I created PR #97 that redefines InstanceException and ValidationError (their sublasses are also affected) so that they now have the offending InstanceNode as their member, instead of JSONPointer. This should presumably alleviate the need for the expand_keys argument and we could then remove it.

@kwatsen @HRogge please check the PR. The change could potentially break exception handlers, but it should be easy to update them.

I commented on the PR. Yes, it is on the path towards removing the expand_keys param (which I have a PR ready to submit to do), but it remains the case that InstanceException.__str__() is returning a JSONPointer.

I've written code for InstanceException.instance_id() and would like to modify the code as follows:

OLD:

    def __str__(self: "InstanceException"):
        return f"[{self.instance.json_pointer()}] {self.message}"

NEW:

    def __str__(self: "InstanceException"):
        return f"[{self.instance.instance_id()}] {self.message}"

I understand that my exception handlers could call instance_id() themselves, but this seems like a better default as it is 1) more readable and 2) not JSON-specific.

Thoughts?

Fixed by PR #97 (merged in 1.4.0)

In version 1.4.2 all instance-related error messages use instance identifiers instead of JSON pointers. I also had to use curly braces {...} for delimiting the I-Is as they may contain [...] brackets. I hope it's OK.

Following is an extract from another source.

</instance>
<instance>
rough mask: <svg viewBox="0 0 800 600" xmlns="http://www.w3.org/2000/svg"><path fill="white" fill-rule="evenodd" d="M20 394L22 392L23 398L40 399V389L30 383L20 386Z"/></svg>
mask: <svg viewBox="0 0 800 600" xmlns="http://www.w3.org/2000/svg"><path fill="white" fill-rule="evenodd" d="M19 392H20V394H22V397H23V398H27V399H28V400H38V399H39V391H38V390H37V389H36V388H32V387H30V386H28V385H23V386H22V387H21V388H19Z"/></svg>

Regarding curly-braces, is it legal to do that?

Also, after fetching/merging upstream, pytest tests/test_model.py throws:

E       AttributeError: 'RootNode' object has no attribute 'instance_route'

Perhaps I should try a fresh clone?

Regarding curly-braces, is it legal to do that?

What do you mean by (not) being legal? It is no code, just error message.

Also, after fetching/merging upstream, pytest tests/test_model.py throws:

E       AttributeError: 'RootNode' object has no attribute 'instance_route'

Perhaps I should try a fresh clone?

This is weird, I don't see this problem. The instance_route method is defined in InstanceNode class, and RootNode is its subclass. a Fresh clone might help.

Okay. I was trying to run the pytest to see for myself what was going on, but the intent is that instance_route() returns a valid RFC 7951 instance identifier, correct?

Yes, braces are just used to separate the instance identifier from the rest of the error message.

Also, could you explain why curly braces were needed for the “error message”?

Because instance identifiers may contain XPath predicates in square brackets, such as [number="8"]. I thought it was better not to use brackets as external delimiters. See the doctest snippets in this section.